Because I'm home from work today (no heat in the office! Woo hoo!), I've taken the liberty of transcribing it, just in case you'd rather read it:
America, how could we have let assmonkeys like this be PRESIDENT?? Why doesn't Bush just tell a black joke while he's at it? "Ha, feminists are UGLY and ANGRY and they can't have sex because they're so UGLY. Get it?" Bush, feminists exist because feces-heads like you can't figure out that women don't exist just to look pretty and have sex with you. She's angry because you DON'T FUCKING GET WHAT HER SIGN MEANS.

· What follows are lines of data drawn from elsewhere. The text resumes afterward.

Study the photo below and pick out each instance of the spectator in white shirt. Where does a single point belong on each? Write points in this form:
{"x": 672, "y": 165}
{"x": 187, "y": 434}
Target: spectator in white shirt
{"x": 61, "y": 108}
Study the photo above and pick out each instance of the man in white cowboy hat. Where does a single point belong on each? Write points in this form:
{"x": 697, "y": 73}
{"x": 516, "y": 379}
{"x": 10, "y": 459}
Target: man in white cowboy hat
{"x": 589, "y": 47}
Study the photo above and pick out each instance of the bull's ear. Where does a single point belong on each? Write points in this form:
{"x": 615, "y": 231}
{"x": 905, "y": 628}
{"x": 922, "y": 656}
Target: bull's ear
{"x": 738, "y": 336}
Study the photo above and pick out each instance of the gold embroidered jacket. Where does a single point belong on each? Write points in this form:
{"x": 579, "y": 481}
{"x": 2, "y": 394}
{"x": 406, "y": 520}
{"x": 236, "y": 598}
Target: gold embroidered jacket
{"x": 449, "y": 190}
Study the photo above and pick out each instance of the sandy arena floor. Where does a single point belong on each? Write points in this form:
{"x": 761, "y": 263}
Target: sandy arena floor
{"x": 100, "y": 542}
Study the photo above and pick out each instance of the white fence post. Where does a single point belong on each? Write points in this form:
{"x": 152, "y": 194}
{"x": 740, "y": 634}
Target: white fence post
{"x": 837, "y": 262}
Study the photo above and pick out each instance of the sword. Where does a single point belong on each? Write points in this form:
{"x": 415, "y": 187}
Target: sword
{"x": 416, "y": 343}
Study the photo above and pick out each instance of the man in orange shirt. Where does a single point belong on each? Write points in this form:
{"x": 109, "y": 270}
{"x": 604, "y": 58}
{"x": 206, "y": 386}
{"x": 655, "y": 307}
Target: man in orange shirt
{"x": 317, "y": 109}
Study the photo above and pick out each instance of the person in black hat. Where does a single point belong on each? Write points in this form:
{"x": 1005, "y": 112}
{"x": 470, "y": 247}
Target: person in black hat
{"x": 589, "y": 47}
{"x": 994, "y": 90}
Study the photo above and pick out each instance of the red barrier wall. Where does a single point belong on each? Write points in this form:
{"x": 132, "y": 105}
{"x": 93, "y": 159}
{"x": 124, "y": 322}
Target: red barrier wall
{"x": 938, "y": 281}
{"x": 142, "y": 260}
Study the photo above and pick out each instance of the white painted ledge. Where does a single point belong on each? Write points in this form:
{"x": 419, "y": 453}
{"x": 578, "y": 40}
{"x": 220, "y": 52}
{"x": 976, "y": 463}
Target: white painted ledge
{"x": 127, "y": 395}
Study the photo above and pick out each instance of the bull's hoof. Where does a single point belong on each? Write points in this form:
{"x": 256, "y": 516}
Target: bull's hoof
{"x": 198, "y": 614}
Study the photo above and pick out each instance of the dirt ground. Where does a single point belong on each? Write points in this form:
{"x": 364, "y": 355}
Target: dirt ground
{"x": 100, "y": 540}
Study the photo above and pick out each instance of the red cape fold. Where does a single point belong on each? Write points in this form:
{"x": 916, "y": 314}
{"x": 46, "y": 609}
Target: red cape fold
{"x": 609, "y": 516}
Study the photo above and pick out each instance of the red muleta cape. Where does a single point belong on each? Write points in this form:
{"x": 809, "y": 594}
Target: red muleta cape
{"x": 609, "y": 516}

"One time, we thought we'd outsmarted the crowd. We sent a decoy limousine off in one direction, while I snuck out in the back entrance. As we rounded the corner-I'll never forget it-uh, I saw one of the ugliest and angriest women I have ever seen in my entire life. Boy, she was really bad. And she charged my car with a sign-and I don't see why the secret service let her up that close, right next to the window-'Stay outta my womb!' No, problem, lady."
"Jokes" like that aren't fucking funny, ESPECIALLY when they come from a former president. It's just scary that this country was run by that man in my short lifetime. No wonder we still have pay disparities and fights about how and when we can have babies and sex and play professional sports. We let a bunch of sexist privileged white men into office. Shame on you, 1989 voters.
Oh, one more thing, Bush. If you think the womb is where sex happens, I feel real sorry for Barbara.
3 comments:
You know they haven't had sex for like 30 years....
It's sad that this is the elder and wiser Bush.
UGH if I never hear of another Bush in politics again, I will die happy.
And I really do not want to think of Bush's shriveled flaccid wang. Shudder.